In the 1950s, George Pal made a big name for himself as producer of science-fiction films such as Destination Moon (1950), When Worlds Collide (1951), The War of the Worlds (1953) and The Time Machine (1960). Into the 1960s, Pal became less popular as a producer. Among other things during this period, Pal branched off into fantasy films such as this, The Wonderful World of the Brothers Grimm (1962) and 7 Faces of Dr Lao (1964). tom thumb marked George Pal’s first venture as a feature film director. (See below for George Pal’s full genre credits).
tom thumb is very much an extension of the Puppetoons, a series of 40+ stop-motion animated children’s shorts that George Pal made between 1941 and 1947. The lively stop-motion animated sequences with the toys dancing in the nursery are pure Puppetoons. Unfortunately, these sequences seem extraneous and not tied to the plot. They are also the best sequences in the film. The live-action sequences however reveal all of George Pal’s faults writ large. George Pal’s films functioned best as special effects spectacles. At their finest, they achieved a genuine sense of wonder. On the human side, the acting was uniformly stolid and any subtext that existed was shot through with the dreadful piousness of Pal’s Catholic faith.
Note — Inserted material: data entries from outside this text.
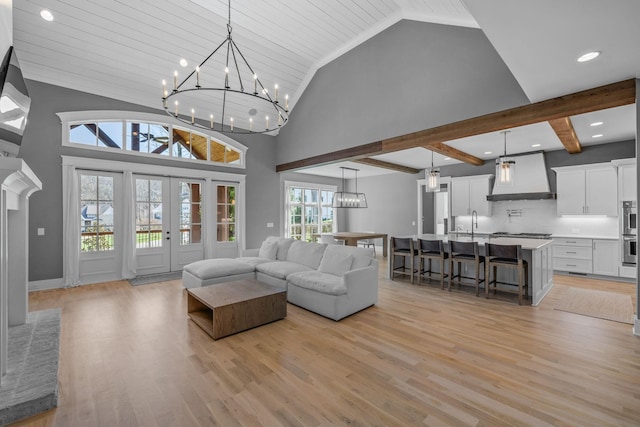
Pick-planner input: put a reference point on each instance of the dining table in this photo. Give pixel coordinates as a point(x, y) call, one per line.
point(351, 238)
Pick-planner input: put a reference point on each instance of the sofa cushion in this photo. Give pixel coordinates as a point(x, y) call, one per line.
point(283, 246)
point(254, 260)
point(361, 256)
point(306, 253)
point(319, 282)
point(218, 267)
point(268, 249)
point(335, 262)
point(281, 269)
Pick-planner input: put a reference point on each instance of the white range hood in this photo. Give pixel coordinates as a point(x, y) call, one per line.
point(531, 181)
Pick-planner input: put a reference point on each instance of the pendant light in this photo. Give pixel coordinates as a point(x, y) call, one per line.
point(505, 168)
point(432, 175)
point(348, 199)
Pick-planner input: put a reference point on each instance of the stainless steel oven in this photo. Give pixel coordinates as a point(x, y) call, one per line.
point(629, 218)
point(629, 250)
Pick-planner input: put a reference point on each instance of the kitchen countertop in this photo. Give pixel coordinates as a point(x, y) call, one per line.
point(528, 244)
point(580, 236)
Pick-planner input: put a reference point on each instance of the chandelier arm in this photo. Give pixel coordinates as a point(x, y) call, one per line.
point(235, 62)
point(264, 91)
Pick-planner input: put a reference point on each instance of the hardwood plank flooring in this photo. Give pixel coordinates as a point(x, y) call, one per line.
point(130, 356)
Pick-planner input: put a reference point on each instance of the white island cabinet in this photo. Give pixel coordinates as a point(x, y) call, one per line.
point(587, 190)
point(537, 252)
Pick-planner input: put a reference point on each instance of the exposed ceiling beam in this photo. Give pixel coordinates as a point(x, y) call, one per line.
point(600, 98)
point(387, 165)
point(567, 134)
point(454, 153)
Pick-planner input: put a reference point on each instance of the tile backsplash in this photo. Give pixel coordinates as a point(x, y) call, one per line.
point(539, 216)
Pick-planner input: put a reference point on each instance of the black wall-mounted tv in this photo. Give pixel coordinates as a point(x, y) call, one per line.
point(14, 105)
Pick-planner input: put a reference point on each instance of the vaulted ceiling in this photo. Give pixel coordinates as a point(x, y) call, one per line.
point(124, 50)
Some people have a liking for tom thumb and consider it a classic, most treat it tolerably, but I found it tedious. It is draggy, the songs are insipid and the production is cloying banal. The sets and costumes are dreary – Pal’s conjurtaion of Mittel Europe is all Tyrolean hats and lederhosen, the Queen of the Forest wears an absurd white dress and a matching garland of flowers in her hair. It is a stiflingly bland representation of Middle America with only a token nod in the direction of the Brothers Grimm – Bernard Miles and Jessie Matthews’ poor, dumb and happy woodcutter and his wife, rejoicing in family sentiment, become sickeningly twee.
With the exception of an incredibly dull performance from June Thorburn, the cast try to be lively – Russ Tamblyn and Alan Young respectively bounce and sing with enthusiasm. Terry-Thomas and Peter Sellers have fun as the two blackguards (Sellers made up with an extra fifty pounds and Terry-Thomas with a blacked-out tooth that amusingly changes its position throughout) but Pal turns their scenes together into an interminably drawn out series of slapstick beatings, bashings and kicks up the ass.
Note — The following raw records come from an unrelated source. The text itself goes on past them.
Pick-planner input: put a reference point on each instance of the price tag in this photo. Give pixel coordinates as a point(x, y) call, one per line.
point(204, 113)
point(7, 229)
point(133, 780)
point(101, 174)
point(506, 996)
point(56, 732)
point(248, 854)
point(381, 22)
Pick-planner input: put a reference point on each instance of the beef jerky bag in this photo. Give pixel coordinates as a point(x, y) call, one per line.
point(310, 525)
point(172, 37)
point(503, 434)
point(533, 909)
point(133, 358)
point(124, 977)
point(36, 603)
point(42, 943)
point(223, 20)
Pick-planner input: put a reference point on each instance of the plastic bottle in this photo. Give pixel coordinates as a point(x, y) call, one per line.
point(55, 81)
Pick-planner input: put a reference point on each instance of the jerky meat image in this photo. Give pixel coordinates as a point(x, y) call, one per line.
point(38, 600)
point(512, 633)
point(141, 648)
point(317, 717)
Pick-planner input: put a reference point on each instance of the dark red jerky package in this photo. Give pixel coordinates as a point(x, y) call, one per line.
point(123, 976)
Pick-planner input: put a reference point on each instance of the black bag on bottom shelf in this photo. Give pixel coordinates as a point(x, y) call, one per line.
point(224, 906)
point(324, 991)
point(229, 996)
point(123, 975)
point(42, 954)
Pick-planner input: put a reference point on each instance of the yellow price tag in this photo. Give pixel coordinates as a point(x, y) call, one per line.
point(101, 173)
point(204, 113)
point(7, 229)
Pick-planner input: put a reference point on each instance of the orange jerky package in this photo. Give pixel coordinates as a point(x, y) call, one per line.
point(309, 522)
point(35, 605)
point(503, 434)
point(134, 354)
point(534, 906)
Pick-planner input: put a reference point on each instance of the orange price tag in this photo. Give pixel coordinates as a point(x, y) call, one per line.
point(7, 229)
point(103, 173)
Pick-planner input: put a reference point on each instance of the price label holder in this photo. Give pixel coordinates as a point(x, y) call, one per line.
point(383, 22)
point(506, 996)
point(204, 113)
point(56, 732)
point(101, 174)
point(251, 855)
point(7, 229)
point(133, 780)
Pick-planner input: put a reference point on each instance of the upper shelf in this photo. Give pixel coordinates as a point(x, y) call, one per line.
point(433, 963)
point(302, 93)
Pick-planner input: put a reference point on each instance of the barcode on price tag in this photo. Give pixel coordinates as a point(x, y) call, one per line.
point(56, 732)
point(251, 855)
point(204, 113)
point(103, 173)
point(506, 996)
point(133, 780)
George Pal’s other genre films Destination Moon (1950), When Worlds Collide (1951), The War of the Worlds (1953), The Naked Jungle (1954), Conquest of Space (1955), The Time Machine (1960), Atlantis, the Lost Continent (1961), The Wonderful World of the Brothers Grimm (1962), 7 Faces of Dr Lao (1964), The Power (1968) and Doc Savage – The Man of Bronze (1975).